I am apparently in rockville maryland. I just threw up my tater tots I had fro brunch in a safeway parking lot. Then ordered a pizza. Pepperoni and pineapple. I'm sitting in the parking lot, next to my barf, waiting for my pizza. WOOF. Someone just gave me an oxycontin tab. Can u come get me? I'm scared
but i really can't criticize. i blacked out waaaaaay ahead of schedule.
I did that thing again where I get way too drunk and go gay. Then wake up in the morning and freak out at the person. Yet another bar I cannot go back to
Ive either hit rock bottom or become my own hero.
Sooo sorry about that. And crying. And comparing my life to a duck
Sorry for trying to force you and Robert to make out. I didn't realize how awkward it was until I woke up today.
Ever have those mornings where you just can't wait to puke in the shower?

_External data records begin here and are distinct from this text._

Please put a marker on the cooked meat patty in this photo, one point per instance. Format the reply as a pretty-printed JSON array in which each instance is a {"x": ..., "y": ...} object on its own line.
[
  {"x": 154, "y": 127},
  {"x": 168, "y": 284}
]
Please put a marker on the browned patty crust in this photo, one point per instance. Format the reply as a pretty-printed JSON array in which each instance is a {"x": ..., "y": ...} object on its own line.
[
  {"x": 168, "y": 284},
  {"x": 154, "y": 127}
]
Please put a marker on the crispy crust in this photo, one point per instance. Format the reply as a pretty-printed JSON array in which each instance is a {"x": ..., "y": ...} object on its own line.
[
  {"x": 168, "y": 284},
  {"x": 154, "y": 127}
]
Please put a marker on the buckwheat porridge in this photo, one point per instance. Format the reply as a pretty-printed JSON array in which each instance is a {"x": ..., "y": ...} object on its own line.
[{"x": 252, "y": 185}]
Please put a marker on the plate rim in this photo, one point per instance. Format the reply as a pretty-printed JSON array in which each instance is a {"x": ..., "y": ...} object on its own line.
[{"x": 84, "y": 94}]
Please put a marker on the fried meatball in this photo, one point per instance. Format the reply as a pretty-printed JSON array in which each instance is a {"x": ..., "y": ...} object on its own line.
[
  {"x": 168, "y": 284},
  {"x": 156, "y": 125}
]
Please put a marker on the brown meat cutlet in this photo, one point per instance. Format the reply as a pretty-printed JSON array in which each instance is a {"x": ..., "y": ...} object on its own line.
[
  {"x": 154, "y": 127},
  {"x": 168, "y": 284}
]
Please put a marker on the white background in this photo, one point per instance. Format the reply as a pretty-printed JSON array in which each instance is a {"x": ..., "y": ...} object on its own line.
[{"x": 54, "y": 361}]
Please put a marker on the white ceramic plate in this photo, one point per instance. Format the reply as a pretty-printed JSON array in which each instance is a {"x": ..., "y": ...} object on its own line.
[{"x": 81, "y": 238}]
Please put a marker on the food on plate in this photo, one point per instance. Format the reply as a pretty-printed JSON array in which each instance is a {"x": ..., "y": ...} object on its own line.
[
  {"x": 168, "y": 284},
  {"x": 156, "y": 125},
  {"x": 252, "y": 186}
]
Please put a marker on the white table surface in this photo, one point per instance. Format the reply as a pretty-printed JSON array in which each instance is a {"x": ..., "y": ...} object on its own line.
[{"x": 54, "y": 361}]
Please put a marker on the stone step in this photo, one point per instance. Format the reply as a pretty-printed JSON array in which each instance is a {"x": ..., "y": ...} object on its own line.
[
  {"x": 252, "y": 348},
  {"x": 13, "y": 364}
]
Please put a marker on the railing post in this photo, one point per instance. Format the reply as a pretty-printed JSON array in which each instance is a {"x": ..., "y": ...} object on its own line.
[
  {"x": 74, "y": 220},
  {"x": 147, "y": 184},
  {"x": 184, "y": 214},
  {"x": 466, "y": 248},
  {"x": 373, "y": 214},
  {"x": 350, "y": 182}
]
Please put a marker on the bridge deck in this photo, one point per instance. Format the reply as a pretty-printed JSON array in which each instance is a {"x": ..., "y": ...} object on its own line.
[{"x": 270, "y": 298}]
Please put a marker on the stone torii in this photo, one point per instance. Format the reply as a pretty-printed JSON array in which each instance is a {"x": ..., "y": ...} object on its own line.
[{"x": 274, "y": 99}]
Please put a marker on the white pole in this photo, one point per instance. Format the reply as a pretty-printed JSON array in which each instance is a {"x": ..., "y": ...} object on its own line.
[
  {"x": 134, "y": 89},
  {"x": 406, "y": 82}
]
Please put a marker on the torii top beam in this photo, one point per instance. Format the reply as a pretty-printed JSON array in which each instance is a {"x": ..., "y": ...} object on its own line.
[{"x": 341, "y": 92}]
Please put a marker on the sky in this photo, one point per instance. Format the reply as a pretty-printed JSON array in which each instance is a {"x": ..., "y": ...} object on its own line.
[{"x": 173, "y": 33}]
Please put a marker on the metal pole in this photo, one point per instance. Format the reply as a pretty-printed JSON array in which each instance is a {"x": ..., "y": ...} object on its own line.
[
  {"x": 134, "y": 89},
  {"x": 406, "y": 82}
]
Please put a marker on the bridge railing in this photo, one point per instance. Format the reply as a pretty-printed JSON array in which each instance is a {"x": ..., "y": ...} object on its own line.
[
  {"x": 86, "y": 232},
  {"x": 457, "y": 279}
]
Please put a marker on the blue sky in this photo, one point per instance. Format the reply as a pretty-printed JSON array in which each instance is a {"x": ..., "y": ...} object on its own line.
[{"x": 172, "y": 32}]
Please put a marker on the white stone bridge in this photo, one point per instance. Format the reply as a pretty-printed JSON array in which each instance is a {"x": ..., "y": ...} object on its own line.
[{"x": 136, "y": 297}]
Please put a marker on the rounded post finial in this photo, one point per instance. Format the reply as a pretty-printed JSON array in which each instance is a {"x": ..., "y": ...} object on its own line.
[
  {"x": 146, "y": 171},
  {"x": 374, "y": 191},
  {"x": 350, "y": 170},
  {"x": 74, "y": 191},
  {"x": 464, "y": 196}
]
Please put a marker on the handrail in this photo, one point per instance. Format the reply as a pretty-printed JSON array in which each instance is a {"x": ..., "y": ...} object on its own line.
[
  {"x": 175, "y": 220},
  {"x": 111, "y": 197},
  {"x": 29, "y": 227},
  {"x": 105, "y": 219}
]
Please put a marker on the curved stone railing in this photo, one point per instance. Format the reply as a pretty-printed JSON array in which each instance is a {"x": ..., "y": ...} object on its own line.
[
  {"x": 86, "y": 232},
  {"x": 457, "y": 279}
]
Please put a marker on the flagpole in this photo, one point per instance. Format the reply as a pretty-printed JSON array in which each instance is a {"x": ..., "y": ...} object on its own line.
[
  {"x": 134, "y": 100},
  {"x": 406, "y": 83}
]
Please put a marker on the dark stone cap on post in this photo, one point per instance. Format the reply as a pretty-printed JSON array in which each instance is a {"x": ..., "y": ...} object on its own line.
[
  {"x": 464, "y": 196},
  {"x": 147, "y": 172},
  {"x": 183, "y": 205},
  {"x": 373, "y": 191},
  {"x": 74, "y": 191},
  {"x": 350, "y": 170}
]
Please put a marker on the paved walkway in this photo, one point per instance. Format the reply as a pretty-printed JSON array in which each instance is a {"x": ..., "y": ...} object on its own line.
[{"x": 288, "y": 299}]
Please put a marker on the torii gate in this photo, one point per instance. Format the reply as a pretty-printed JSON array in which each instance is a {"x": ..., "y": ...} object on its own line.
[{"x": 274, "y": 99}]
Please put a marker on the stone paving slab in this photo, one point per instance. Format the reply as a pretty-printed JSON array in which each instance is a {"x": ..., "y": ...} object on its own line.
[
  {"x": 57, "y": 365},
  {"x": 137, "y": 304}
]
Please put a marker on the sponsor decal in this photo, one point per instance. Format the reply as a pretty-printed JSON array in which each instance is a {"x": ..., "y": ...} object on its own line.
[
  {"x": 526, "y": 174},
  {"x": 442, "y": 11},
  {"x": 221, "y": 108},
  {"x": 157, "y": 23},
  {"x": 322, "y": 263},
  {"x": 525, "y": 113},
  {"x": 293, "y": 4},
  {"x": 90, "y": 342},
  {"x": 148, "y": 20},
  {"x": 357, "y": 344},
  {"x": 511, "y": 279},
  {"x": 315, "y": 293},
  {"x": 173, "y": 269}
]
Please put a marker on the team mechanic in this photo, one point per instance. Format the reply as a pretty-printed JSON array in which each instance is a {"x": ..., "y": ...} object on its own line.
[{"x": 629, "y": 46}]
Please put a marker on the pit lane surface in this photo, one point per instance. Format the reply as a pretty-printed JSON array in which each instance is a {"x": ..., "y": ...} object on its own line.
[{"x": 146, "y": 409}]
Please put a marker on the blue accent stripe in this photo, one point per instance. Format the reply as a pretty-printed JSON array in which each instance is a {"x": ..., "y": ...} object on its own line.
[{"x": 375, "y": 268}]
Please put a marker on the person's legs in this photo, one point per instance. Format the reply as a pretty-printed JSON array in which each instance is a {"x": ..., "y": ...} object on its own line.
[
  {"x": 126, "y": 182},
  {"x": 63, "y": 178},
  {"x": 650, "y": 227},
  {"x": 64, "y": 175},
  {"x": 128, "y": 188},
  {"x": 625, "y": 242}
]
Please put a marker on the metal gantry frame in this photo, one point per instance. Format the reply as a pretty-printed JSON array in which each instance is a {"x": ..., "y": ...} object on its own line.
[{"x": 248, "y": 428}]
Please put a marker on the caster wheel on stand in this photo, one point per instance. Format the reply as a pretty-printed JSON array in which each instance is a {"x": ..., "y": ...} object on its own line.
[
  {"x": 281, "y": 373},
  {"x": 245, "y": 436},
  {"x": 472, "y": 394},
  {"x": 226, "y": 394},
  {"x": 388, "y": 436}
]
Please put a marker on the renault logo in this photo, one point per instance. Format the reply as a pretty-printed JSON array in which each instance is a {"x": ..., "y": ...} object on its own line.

Last night: Repeatedly yelled about how the fishbowl tasted like blue, stole a stranger's hat, hugged the DJ for playing my request, made out with my roommate, and abandoned the guy I dragged to the club in the first place
This morning: Hat doesn't fit, hangover headache is blue, and I can't move without getting lightheaded
Listen when they tell you not to drink after giving blood
Apparently 'check out this motherfucker' is not an appropriate greeting to use in the vicinity of sitting united states senators. Who knew
Idk I wanna make it till midnight but I also want tequila
I shotgunned a beer immediately puked and rallied. And by rallied I mean had sex in the bathroom after he held my hair.
What a gentleman.
Went home with a guy last night with Taco Bell sauce in my hair and on my pants
My throat is burning
Thats because you proceeded to drink the salsa because you thought it was alcohol...dumbass
may or may not have entered into a gay civil rights discussion with 6 year olds. Hint: I did.
If I'm not there when the plane leaves, I didn't make it through security. See you at home! Vegas bitches!!!